Schwabs Don Giovanni stochert in der Asche seines Menschseins, in der Hoffnung, der eine oder andere Funke werde schon aufstieben. Niemand hindert ihn an seinem Treiben, und man fragt sich beklommen, welcher gescheiterte Politiker die Gefahren dieser Berliner Parallelwelten bekämpfen wird. Wir ahnen bereits, was die größte Strafe für diesen Wüstling ist. Die Wiederholung. Denn die Stimme aus dem Jenseits war auch nur Fake, ein arrangierter Kick, der sofort verklingt, während Don Giovanni und seine Bande wild kichernder Stiefellecker ins Dunkel verschwindet – und gleich wieder den Golfschläger schwingen könnte … Für diese bescheidene Einsicht lässt Schwab Theaterhimmel und -hölle in Bewegung setzen, bastardisiert jedes Bild, kannibalisiert jede Emotion. Bis alles unlesbar wird und die Müllsäcke schlucken, was auch immer dagewesen sein mag.
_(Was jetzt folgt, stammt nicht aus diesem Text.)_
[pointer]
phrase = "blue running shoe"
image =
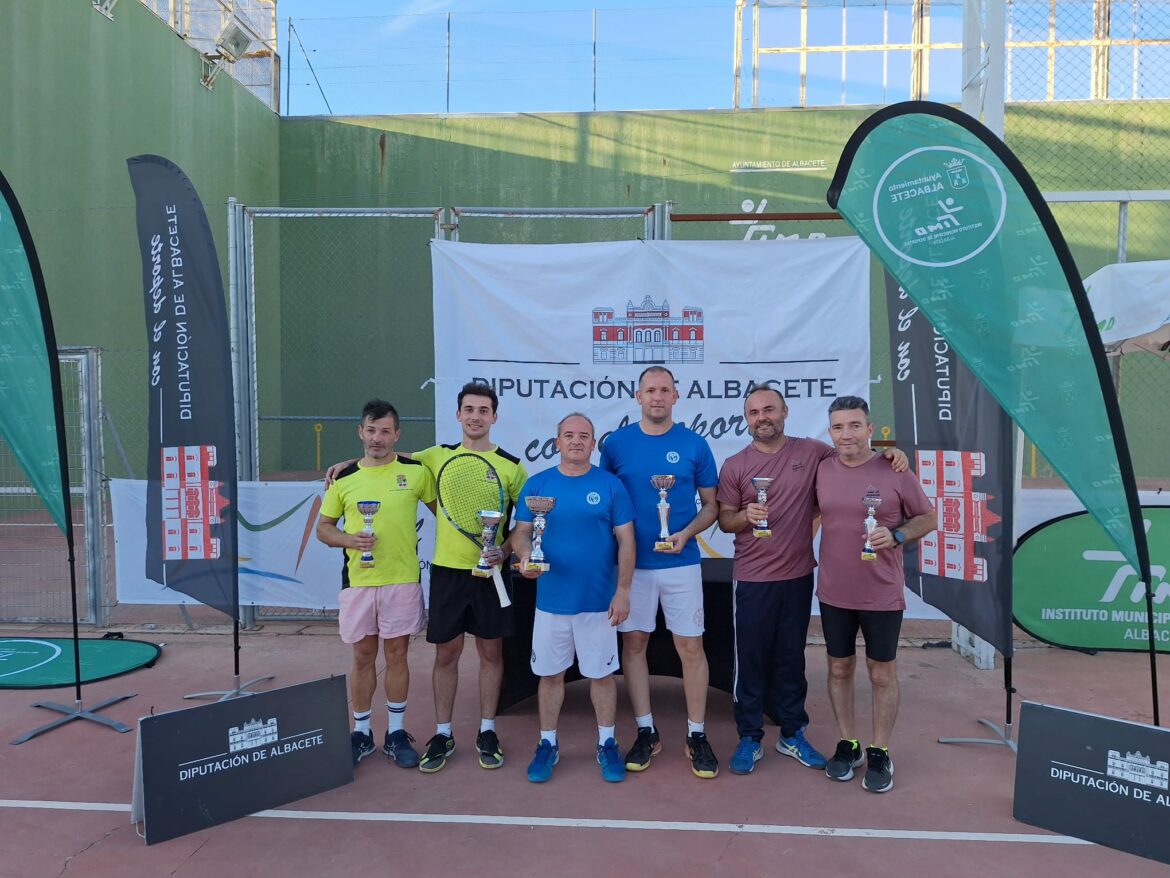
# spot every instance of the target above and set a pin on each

Ildebrando d’Arcangelo bewegt sich als Titelheld in seinem eigenen Film durch dieses logistische Inferno, ein bisschen später Travolta liegt in seinem Gang. Die Stimme bringt er klug ins Ziel, unterläuft grobkörniges Brüllen zumeist und steht doch immer einen Meter neben sich. Wie der ganze Abend, der Tempo vortäuscht, sich aber nur schleppend fortbewegt. Das liegt auch an Roberto Abbado am Pult des Orchesters der Deutschen Oper. Man hält diesem kultivierten Dirigenten gerne zugute, dass er die Sänger niemals lautstark zudeckt. Er schenkt ihnen aber auch keinen inneren Puls, der zumindest musikalisch einen Weg aus diesem kalten Partykeller weist. Nur ein geborener Spielmacher wie Alex Esposito als Giovannis Diener Leporello kann mit kernigem Ton und aberwitziger Geistesgegenwart dagegen anirrlichtern. Ruxandra Donoses aufopferungsvolle Donna Elvira wird auch vom Dirigenten fallen gelassen – und die Deutsche Oper findet nicht heraus aus ihrem Dilemma.

Schwabs ächzende Inszenierung ist allein durch ihren schieren Aufwand kaum zu beherrschen, dabei gedanklich keineswegs zwingend oder auch nur anregend. Dieser Don Giovanni kann nichts zur dringenden Erneuerung ihres Kernrepertoires beitragen. Das ist ein echtes Handicap.

Nächste Vorstellungen am 21., 23., 26., 29. 10. und 4. 11.